Durante uma mesa-redonda sobre “Instrução e Julgamentos Sensíveis ao Género”, Cláudia Lemos, representante do PGR, destacou que estas salas são projectadas para serem equipadas com sistemas de gravação e condições adequadas de privacidade.
A fase piloto do projecto será implementada nas províncias de Nampula, Sofala e Maputo. “Com o apoio de parceiros como a Noruega, Suécia, Finlândia e Canadá, mais de 200 magistrados já beneficiaram de acções de capacitação em escuta activa e direitos humanos”, revelou Lemos.
A magistrada sublinhou a necessidade de o sistema de justiça do país se tornar mais inclusivo, criando linhas de acção específicas para questões sensíveis ao género. Este processo envolve metas relacionadas com a formação, melhoria das condições de serviço e monitorização de indicadores.
Lemos acredita que persistem fraquezas estruturais na fase de investigação preliminar dos processos criminais, particularmente devido às condições inadequadas para a recolha de depoimentos. “Muitas esquadras de polícia e secções de investigação criminal carecem de salas acolhedoras e privadas, obrigando mulheres, crianças ou indivíduos pertencentes à comunidade LGBTQ+ a relatarem experiências de violência em espaços partilhados, como corredores”, afirmou.

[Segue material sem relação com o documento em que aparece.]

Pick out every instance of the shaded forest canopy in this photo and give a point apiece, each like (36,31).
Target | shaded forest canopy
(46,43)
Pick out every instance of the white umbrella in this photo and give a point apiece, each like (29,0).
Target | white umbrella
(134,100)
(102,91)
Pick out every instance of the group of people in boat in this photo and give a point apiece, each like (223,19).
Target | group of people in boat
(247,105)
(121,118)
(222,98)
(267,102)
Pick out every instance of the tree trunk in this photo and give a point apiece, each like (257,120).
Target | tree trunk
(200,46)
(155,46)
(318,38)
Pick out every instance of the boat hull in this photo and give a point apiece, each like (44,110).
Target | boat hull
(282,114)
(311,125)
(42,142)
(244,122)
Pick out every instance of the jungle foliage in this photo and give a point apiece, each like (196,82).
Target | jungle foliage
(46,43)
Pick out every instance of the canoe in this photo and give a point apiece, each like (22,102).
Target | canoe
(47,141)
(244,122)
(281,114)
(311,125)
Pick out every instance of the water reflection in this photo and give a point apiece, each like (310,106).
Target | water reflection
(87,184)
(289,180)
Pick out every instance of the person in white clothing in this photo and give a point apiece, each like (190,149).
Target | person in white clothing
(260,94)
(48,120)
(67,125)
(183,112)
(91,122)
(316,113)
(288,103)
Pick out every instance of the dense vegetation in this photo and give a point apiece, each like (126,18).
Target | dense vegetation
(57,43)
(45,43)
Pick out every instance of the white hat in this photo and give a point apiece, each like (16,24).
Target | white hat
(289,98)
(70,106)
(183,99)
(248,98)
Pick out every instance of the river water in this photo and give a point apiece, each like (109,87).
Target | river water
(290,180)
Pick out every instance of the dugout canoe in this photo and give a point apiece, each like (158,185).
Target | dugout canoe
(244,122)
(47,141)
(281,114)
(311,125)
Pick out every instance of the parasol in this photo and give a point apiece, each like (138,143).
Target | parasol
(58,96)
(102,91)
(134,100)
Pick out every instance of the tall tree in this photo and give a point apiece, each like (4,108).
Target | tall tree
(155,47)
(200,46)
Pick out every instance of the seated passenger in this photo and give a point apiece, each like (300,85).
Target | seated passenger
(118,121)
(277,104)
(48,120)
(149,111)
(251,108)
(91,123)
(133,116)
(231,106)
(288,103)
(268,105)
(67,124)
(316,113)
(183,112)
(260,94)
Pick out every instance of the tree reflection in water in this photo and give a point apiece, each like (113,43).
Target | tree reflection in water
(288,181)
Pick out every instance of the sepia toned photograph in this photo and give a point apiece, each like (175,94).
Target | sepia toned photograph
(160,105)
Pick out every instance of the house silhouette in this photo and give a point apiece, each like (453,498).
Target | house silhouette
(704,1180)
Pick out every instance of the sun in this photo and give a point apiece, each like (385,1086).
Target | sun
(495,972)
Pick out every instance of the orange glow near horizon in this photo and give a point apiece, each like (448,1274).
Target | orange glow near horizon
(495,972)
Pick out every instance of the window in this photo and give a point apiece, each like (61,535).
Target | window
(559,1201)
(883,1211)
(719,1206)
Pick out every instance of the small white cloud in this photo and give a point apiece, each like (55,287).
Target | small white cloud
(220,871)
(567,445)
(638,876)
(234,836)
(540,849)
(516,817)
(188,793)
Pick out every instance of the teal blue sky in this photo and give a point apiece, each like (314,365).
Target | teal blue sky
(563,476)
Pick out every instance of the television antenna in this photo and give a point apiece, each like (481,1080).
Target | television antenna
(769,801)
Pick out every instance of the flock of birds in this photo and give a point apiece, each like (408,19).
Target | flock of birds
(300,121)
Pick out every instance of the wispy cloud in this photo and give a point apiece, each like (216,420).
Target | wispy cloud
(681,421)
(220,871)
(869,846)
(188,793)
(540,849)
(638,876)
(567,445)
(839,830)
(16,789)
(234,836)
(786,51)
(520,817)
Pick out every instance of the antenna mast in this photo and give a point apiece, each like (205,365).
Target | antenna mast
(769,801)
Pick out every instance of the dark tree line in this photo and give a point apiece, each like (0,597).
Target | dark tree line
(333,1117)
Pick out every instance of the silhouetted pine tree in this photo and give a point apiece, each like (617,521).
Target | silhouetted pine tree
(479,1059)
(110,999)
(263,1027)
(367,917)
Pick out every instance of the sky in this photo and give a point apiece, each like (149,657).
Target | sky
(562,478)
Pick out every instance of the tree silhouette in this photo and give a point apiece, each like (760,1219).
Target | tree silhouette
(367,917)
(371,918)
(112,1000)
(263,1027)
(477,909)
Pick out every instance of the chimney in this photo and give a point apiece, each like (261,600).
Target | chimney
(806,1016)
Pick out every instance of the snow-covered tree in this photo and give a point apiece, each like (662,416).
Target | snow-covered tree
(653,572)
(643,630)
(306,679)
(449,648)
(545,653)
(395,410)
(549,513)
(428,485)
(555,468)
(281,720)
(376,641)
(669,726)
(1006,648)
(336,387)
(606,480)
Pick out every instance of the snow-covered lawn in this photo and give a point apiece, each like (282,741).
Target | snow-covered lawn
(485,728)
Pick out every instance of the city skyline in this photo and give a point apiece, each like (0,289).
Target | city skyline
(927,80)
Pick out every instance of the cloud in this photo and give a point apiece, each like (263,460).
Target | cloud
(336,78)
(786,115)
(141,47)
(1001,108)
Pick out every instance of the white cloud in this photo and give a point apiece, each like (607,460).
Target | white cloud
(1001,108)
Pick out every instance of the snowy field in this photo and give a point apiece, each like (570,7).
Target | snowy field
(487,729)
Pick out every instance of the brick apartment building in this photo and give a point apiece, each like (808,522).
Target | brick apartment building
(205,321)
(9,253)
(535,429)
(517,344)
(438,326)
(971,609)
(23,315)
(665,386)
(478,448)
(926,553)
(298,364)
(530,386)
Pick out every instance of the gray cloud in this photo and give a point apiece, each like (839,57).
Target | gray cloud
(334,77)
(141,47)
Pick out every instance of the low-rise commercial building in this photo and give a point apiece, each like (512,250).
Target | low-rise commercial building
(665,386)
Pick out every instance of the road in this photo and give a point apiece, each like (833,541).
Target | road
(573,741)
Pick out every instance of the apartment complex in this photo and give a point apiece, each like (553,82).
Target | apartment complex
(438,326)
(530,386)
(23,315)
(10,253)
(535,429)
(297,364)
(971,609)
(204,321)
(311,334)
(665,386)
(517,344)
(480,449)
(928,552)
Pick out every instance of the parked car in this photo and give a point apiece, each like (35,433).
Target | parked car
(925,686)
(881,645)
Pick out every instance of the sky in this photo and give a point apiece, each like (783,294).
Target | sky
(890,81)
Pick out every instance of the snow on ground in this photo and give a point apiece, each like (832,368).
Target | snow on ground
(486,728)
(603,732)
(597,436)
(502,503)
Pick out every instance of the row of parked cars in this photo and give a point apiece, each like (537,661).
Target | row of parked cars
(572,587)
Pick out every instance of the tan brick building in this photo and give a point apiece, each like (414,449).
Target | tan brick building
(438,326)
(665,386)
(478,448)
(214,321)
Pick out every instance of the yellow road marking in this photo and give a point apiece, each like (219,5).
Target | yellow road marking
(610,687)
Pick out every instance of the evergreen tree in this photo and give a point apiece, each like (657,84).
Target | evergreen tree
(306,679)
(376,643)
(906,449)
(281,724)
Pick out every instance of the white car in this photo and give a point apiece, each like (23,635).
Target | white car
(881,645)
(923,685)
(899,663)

Além disso, é ainda comum que as vítimas sejam interrogadas sobre o seu comportamento passado, vestuário ou relação com o agressor, como se tais informações pudessem justificar ou minimizar a violência sofrida.
O projecto do PGR representa um passo significativo na busca por um sistema de justiça mais justo e sensível às necessidades das vítimas.